Dr. Karen Keough, Chase for the Cure in Austin Family magazine

by ih-chi admin

Chase Johnson (11 years old) was disappointed that his school never taught about epilepsy, a disease he suffered from, and instead focused on other chronic conditions like diabetes and cancer.

He decided to change that by launching Chase for the Cure a non-profit organization focused on raising awareness about epilepsy. We wrote about Chase for the Cure last August. (10-Year Old Creates Non-Profit to Raise Awareness About His Own Condition)

Austin Family magazine recently caught up with Chase and his parents to learn about his progress.

Dr. Karen Keough, Chase’s pediatric neurologist who has treated him since he was 3 years old, told the magazine that Chase is shy by nature and is one reason she was so impressed with how much he has accomplished in spreading epilepsy awareness. 

“The prospect of public speaking was initially intimidating, but he overcame this due to the passion he feels about spreading the word about epilepsy. I cannot overestimate the importance of reducing stigma so that these children can support each other, and so that their peers can understand their condition, “ said Dr. Keough.

Below is an excerpt from the interview.

AFM: What’s it like living with epilepsy?

Chase: It’s hard to explain, because it’s different every single day.

Kelly: We’re constantly changing his medication.

John: With kids, you’re trying to keep them on just enough medicine: not any more than they need, but enough to cover what they need. But they’re growing, so those dosages are going to be constantly changing as they grow. About a year and a half ago, Chase had an implant put in. It’s a VNS (vagus nerve stimulator), and the layman’s way to describe it is like a pacemaker for your brain. We have started lowering the medicine to see if we can go with a smaller dose.

AFM: What made you want to start a foundation?

Chase: I told my dad that they’re always talking about well known diseases like diabetes and cancer, but they never, ever talk about epilepsy. I was wondering why no one ever does that. So, I had a couple of meetings with my principal [at Rooster Springs Elementary in Dripping Springs].

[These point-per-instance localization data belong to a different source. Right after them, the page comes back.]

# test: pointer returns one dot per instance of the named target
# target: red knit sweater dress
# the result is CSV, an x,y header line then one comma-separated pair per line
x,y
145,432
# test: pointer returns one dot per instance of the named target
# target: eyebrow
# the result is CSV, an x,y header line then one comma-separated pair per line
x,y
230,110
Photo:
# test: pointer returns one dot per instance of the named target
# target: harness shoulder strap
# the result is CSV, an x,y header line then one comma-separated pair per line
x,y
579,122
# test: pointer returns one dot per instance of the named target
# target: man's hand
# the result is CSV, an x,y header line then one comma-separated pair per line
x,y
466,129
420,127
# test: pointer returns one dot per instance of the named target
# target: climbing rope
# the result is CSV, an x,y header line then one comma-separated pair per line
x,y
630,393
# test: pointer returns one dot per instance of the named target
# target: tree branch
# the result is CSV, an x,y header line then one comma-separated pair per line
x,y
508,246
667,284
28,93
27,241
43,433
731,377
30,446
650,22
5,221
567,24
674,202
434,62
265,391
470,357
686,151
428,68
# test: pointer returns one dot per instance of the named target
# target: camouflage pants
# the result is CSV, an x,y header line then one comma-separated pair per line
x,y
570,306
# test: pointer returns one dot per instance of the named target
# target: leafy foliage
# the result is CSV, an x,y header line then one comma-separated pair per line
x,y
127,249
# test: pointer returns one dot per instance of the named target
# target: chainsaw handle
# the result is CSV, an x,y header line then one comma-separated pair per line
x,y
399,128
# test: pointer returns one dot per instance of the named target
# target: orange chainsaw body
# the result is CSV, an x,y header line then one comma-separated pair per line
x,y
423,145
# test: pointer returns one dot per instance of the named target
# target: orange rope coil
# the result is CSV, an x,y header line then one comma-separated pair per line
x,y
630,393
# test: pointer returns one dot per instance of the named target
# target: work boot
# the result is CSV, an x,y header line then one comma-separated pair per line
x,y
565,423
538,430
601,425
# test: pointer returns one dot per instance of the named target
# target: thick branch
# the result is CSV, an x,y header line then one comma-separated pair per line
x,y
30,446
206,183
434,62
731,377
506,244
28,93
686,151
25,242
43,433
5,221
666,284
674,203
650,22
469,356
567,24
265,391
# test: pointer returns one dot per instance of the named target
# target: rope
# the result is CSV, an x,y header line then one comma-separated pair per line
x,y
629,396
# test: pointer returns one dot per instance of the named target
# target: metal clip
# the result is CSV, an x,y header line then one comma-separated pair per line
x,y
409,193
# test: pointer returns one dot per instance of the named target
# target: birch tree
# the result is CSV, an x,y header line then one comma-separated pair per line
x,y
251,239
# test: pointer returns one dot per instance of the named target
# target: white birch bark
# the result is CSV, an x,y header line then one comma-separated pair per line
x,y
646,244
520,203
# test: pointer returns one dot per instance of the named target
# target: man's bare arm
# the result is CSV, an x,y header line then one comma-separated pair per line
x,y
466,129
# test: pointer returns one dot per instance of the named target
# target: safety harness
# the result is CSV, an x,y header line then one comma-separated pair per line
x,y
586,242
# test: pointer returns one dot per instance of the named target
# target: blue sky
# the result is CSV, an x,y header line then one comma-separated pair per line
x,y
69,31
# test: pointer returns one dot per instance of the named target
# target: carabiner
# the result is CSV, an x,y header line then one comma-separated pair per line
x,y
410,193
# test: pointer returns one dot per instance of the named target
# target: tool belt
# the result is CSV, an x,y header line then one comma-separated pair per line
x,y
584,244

John: Chase came home to me and said, “I want to start a foundation.” He said he wanted to raise awareness, and he wanted to do a fundraiser. He already had the idea of doing something related to basketball. So, we went to the computer and started looking stuff up. We found the contact information for the Epilepsy Foundation of Central and South Texas. Chase went and talked with them for about an hour. We came out of it with some ideas and a plan for Chase’s Hoop-a-Thon. He presented his ideas to the high school basketball coaches and asked them for help, and it kind of grew from there.

AFM: How did it go?

Chase: Pretty good. It was 4 hours. First, we did a kids’ clinic for younger kids. After that, we did the Hoop-a-Thon. Basically, you shoot for 5 minutes and see how many you got. You get people to pledge money per shot, or they can do a flat pledge. After that, we had a skills challenge, kind of like the NBA March Madness skills challenge. While everything was going on in the gym, they were also having a silent auction in the hallway.

John: Depending on what comes in and final costs for paying for gyms and things like that, it’s going to be about $13,000 raised.